Schwarz, J., Mankoff, J., Hudson, S., An Architecture for Generating Interactive Feedback in Probabilistic User Interfaces. In Proceedings of the 33rd Annual ACM Conference on Human Factors in Computing Systems (Seoul, Korea, April 18 - 23, 2015). CHI ’15. ACM, New York, NY, 2545 - 2554.

This paper is the third of three research papers published as part of my PhD thesis.

Increasingly natural, sensed, and touch-based input is being integrated into devices. Along the way, both custom and more general solutions have been developed for dealing with the uncertainty that is associated with these forms of input. However, it is difficult to provide dynamic, flexible, and continuous feedback about uncertainty using traditional interactive infrastructure. Our contribution is a general architecture with the goal of providing support for continual feedback about uncertainty.

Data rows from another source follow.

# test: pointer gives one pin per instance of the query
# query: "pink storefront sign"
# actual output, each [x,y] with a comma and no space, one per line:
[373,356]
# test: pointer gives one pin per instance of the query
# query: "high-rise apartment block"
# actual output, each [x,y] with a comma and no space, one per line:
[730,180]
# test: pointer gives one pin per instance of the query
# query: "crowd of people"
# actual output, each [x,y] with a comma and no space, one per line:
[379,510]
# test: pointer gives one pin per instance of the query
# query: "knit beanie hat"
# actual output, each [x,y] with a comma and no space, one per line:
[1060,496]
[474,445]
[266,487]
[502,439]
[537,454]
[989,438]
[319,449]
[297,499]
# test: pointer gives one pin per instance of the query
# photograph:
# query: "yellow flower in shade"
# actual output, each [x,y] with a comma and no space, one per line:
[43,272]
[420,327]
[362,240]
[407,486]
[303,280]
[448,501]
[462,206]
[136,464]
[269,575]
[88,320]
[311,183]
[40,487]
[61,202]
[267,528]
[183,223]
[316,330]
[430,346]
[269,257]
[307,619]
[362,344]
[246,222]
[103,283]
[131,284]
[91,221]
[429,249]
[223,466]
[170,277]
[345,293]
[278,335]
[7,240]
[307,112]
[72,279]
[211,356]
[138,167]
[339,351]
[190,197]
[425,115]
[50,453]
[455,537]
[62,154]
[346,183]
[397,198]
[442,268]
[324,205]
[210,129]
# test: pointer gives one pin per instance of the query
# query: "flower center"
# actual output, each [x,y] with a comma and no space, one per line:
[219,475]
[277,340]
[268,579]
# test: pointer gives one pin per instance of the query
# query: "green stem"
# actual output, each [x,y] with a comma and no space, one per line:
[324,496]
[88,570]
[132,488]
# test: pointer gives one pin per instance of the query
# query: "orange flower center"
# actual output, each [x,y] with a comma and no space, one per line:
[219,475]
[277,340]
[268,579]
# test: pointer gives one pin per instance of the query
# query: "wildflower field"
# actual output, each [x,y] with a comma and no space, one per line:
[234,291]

Our architecture tracks multiple interfaces – one for each plausible and differentiable sequence of input that the user may have intended. This paper presents a method for reducing the number of alternative interfaces and fusing possible interfaces into a single interface that both communicates uncertainty and allows for disambiguation.

Rather than tracking a single interface state (as is currently done in most UI toolkits), we keep track of several possible interfaces. Each possible interface represents a state that the interface might be in. The likelihood of each possible interface is updated based on user inputs and our knowledge of user behavior. Feedback to the user is rendered by first reducing the set of possible interfaces to a representative set, then fusing interface alternatives into a single interface, which is then rendered.

We start with a distribution of possible interfaces, then identify differences between interfaces by comparing objects in the interactor hierarchy. Interfaces are then reduced to a small set of exemplars, and fused into a single interface using one of a nubmer of strategies.

We demonstrate the value of our architecture through a collection of new and existing feedback techniques. The figures on the right show a few example interactions our architecture enables. In each demonstration, several possible interfaces are tracked. These possible interfaces are then fused into a single interface and presented to the user.

Auto-correct. As I draw letters, a gesture recognizer tries to guess which shapes I drew. I can correct the recognizer by selecting an alternative.
Smart snap. As I draw lines and shapes, the app predicts possible targets to snap to and gives me the option to choose a prediction. Of course, I can ignore these suggestions if I wish.